Packed with gloriously contrasting sea-and-mountain landscapes (the sea laps at the shore on three sides of the county), Pembrokeshire also boasts a myriad of unusual places to stay.
If you're a lover of the windswept coast, you're definitely in luck here. The Pembrokeshire Coast National Park is the only coastal national park in Britain, covering 612 square kilometres that contain the stunning Preseli hills, and the wooded banks of the Daugleddau Estuary (complete with scenic, sheltered waters that are just begging to be explored by kayak or canoe!)
In the mood for a hearty stroll? The Pembrokeshire Coast Path is a wondrous, 186-mile trail that will lead you through over 50 beaches, as well as some charming towns and villages - and the smallest city in Britain, otherwise known as St. Davids.

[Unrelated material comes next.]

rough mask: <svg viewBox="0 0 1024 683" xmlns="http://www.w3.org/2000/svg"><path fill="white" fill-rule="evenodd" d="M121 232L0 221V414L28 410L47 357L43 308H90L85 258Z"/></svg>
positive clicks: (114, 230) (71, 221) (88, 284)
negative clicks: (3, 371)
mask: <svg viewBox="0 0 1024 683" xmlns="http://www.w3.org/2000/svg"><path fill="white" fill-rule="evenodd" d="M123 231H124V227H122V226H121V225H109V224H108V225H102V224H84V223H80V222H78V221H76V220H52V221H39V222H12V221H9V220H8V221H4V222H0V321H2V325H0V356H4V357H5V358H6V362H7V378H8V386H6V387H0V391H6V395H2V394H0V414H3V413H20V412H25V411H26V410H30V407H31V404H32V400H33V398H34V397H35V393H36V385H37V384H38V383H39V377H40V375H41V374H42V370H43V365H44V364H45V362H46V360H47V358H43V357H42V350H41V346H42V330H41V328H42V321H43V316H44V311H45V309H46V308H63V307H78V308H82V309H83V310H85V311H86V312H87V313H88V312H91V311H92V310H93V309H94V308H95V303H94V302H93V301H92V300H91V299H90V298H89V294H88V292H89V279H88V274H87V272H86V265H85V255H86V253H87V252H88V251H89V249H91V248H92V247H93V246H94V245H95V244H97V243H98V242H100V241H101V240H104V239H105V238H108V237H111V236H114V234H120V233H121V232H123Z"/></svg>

Bring your camera if you're visiting this small-yet-perfectly-formed city, because its coastal scenery promises to take your breath away.
Away from the coast, Pembrokeshire has a long history of castle-building, with an eclectic selection studded across its rolling landscapes.
The majestic Pembroke Castle is the birthplace of Henry VII; these days boasting a full programme of family-friendly events, exhibitions, and activities. Cilgerran Castle, meanwhile, is set high on a wooded crag that overlooks the sparkling River Teifi (time to get that camera out again!)
More of a shop-til-you-drop kind of holidaymaker? Then head to the bustling market town of Narberth, the former capital of Pembrokeshire. You'll find it heaving with independent shops and galleries, some excellent cafés, and plenty of the friendly, creative spirit that you'll find infused within this one-of-a-kind county itself.